Young and Hungry

Petworth Goes Parisienne: Chez Billy Now Open On Georgia Ave.

"Chez Billy is about cooking what I love—classic French cuisine," says Brendan L'Etoile. The former sous chef at Marvin has been put in charge of his own kitchen as part of operators Eric and Ian Hilton's fast-growing empire of bars and restaurants in the District.

L'Etoile's chosen French theme is a first for the Hiltons, whose other diverse holdings range in culinary style from pseudo-Belgian (Marvin) to country barbecue (American Ice Co.) to Jamaican flavors (Patty Boom Boom).

Y&H got a sneak peek of the latest Hilton spot during a soft opening party on Friday night. The new bistro, located along Georgia Avenue NW in rapidly gentrifying Petworth, opened to the public on Sunday.

Complimentary hors d’oeuvres passed around during the party seemed to validate L'Etoile's French-themed aspirations. Offerings included shots of vichyssoise, salmon tartare on potato chips and cheese-filled gougeres. However, the Sazeracs and house collection of Armanacs proved more memorable than the food, at least on soft-opening night. (Prince of Petworth has the full menu, and it looks rich and promising.)

A bigger question than how the fare hits palate: how will the Hilton's proven formula for success play outside the uber-hip corridors of Dupont Circle and U Street?

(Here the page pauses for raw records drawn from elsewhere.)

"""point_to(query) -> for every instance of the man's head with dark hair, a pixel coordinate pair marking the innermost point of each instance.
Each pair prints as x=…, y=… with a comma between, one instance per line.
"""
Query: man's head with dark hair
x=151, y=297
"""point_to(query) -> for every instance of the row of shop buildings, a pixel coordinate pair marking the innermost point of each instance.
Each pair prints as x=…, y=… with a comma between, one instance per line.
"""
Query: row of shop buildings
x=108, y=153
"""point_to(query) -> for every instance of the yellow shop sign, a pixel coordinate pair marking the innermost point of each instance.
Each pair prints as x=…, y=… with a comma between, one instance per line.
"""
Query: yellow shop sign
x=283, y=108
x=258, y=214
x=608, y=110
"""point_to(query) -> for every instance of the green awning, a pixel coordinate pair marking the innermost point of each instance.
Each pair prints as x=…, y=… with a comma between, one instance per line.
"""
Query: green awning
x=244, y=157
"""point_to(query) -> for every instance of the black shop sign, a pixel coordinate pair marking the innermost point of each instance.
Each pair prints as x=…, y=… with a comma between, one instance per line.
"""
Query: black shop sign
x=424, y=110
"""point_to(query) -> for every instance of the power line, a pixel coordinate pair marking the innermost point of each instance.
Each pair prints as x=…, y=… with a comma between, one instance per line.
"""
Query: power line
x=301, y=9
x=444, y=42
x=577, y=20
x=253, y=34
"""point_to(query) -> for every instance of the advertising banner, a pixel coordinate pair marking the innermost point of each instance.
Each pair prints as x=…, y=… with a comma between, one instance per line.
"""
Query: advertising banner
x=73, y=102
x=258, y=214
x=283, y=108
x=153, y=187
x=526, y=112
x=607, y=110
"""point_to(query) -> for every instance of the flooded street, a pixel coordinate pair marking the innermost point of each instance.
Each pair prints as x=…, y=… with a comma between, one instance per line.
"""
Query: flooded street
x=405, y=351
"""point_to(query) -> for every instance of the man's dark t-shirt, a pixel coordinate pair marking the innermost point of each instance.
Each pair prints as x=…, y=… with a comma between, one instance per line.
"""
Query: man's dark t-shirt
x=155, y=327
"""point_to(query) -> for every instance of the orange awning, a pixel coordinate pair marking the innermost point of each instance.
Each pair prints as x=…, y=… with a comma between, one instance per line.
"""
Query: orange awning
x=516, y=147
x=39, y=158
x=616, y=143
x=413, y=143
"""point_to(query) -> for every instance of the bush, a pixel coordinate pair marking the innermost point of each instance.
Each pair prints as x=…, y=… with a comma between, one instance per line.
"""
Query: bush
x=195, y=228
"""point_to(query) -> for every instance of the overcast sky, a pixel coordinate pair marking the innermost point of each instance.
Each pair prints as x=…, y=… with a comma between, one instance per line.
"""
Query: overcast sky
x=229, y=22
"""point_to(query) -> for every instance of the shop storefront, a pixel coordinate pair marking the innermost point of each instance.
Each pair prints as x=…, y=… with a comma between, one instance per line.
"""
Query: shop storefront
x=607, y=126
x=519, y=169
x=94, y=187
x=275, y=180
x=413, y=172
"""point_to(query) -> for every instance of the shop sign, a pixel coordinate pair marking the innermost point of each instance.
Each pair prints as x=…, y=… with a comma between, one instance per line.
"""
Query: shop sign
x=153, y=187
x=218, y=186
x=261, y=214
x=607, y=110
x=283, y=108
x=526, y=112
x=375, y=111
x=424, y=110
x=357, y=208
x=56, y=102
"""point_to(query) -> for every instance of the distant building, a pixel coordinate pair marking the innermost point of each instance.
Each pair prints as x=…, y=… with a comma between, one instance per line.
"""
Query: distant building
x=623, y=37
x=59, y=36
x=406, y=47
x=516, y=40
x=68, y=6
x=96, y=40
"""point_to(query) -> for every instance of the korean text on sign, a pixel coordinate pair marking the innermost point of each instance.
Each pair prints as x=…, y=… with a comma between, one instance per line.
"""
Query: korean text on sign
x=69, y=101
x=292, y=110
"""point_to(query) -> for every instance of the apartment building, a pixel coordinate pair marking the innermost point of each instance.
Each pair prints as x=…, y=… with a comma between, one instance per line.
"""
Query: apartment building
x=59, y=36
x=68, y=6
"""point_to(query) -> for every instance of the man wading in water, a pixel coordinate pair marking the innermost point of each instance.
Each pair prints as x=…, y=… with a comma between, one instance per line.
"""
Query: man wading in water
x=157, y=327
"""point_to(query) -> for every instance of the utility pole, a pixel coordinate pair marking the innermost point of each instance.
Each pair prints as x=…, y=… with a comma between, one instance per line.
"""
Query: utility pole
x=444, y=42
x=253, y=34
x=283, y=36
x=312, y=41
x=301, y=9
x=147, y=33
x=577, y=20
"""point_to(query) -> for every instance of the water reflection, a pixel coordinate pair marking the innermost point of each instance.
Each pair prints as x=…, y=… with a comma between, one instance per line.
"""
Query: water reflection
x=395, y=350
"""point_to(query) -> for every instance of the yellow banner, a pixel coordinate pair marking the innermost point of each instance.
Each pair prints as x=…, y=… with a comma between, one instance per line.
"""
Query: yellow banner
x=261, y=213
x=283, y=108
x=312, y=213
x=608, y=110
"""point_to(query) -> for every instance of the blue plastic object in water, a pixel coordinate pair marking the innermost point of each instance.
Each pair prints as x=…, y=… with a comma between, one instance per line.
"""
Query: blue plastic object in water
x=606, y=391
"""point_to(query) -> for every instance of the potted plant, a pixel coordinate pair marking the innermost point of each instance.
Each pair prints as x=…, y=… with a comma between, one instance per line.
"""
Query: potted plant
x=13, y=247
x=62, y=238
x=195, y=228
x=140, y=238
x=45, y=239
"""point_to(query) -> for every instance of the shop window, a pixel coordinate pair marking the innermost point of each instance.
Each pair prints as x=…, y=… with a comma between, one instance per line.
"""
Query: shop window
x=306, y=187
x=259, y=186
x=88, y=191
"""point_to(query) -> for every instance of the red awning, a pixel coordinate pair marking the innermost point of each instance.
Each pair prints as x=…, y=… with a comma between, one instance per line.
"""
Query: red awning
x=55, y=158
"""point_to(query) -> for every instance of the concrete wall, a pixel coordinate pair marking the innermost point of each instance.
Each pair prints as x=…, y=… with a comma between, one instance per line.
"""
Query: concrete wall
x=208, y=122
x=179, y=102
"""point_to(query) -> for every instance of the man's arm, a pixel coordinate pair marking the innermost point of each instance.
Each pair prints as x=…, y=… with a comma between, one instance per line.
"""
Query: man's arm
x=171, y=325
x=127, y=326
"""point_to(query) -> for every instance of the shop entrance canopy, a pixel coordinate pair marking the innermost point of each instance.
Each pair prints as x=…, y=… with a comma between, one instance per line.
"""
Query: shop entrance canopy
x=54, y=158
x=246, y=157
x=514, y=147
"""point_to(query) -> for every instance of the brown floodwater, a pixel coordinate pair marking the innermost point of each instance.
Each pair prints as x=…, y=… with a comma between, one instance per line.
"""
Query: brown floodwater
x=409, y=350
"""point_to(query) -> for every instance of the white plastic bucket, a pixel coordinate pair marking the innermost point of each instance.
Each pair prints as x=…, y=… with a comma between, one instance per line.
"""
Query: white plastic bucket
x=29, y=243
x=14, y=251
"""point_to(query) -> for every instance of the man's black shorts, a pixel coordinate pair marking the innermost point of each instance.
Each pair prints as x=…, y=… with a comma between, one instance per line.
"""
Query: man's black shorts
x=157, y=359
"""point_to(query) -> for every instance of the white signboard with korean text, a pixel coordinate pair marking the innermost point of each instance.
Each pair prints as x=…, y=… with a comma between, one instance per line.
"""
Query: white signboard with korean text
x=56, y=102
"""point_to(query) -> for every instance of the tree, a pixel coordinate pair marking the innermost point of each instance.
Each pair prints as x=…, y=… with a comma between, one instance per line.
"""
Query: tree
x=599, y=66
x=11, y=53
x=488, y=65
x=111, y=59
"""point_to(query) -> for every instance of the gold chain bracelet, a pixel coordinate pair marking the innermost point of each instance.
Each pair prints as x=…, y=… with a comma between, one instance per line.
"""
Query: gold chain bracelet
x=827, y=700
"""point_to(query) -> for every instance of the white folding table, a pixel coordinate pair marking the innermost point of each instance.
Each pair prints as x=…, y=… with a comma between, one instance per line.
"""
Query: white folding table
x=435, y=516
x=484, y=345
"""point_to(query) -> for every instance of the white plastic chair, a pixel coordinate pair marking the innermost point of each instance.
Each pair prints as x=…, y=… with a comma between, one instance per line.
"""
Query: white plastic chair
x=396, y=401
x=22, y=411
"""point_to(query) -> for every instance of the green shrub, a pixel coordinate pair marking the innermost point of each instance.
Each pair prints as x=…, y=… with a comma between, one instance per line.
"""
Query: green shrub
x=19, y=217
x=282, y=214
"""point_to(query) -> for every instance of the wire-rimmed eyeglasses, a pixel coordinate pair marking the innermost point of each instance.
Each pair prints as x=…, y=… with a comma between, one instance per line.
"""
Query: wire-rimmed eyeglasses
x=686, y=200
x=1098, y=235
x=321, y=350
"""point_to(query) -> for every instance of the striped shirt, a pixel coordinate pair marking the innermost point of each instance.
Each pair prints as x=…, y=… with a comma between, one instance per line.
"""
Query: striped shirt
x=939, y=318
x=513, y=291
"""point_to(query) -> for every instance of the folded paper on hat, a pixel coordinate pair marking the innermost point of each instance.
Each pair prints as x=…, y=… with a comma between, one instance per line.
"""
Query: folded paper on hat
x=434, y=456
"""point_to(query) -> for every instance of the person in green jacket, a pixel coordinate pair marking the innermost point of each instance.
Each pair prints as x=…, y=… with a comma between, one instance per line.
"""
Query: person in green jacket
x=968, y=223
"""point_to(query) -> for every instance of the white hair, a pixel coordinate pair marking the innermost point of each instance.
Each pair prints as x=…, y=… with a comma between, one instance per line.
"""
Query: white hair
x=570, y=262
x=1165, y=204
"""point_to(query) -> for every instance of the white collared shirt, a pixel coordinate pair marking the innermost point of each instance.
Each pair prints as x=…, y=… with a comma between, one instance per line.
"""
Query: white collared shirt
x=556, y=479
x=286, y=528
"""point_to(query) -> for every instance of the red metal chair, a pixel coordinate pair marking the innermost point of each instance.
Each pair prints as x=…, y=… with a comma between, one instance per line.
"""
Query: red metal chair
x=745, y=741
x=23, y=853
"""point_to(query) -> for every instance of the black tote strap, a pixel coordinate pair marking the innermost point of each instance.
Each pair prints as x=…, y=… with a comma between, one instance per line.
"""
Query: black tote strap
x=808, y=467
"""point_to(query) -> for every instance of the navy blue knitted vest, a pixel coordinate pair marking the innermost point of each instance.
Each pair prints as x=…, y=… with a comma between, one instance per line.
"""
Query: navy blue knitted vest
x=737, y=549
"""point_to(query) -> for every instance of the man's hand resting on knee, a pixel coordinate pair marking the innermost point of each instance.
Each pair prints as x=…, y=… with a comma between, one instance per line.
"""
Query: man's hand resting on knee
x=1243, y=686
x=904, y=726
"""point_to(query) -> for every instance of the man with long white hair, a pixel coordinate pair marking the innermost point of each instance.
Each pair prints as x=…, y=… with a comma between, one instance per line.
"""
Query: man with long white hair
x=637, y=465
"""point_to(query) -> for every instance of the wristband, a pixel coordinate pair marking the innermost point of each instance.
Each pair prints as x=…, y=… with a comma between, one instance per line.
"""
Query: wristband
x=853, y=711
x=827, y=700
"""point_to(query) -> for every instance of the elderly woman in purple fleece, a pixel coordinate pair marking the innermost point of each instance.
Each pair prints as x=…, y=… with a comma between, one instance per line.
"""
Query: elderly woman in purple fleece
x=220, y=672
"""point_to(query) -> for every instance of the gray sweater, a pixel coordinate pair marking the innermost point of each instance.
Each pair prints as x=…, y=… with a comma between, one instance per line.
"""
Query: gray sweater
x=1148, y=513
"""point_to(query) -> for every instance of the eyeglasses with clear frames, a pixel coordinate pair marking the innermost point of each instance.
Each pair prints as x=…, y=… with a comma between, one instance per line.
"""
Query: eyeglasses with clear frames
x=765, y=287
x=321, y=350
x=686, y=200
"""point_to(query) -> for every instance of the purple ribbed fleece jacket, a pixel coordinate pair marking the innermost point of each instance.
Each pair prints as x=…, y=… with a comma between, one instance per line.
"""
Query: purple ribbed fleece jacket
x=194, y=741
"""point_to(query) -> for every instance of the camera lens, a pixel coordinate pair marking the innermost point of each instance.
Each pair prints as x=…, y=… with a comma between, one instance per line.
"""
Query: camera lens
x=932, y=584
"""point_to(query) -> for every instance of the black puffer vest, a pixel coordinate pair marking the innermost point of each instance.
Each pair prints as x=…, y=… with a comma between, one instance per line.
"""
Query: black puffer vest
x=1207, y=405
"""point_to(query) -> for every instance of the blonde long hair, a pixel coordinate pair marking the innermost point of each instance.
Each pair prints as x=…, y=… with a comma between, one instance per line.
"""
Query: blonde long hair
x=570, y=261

On the one hand, Chez Billy is likely to be a magnet for business in a neighborhood that has been waiting patiently for someone, anyone, to move it away from hipster backwater and towards nightlife destination.

The Hiltons seem to have anticipated the flood, because Chez Billy is big by Petworth standards. The first floor has a large bar area and two separate rooms with tables for dinner and cocktails. Upstairs, people can get drinks at a second bar and take them to two balconies with high tables that look down on the main floor. Two huge, French-inspired chandeliers hang in between the balconies. Rich wood and quirky accoutrement, including a stuffed goose, covers the walls.

On the other hand, Chez Billy takes the place of the former Billy Simpson’s, a seafood joint that served as a hub for African-American culture and politics in the city for nearly 50 years. The Hiltons have a challenge on their hands to make the new establishment live up to that legacy, particularly in a fast-gentrifying neighborhood like Petworth.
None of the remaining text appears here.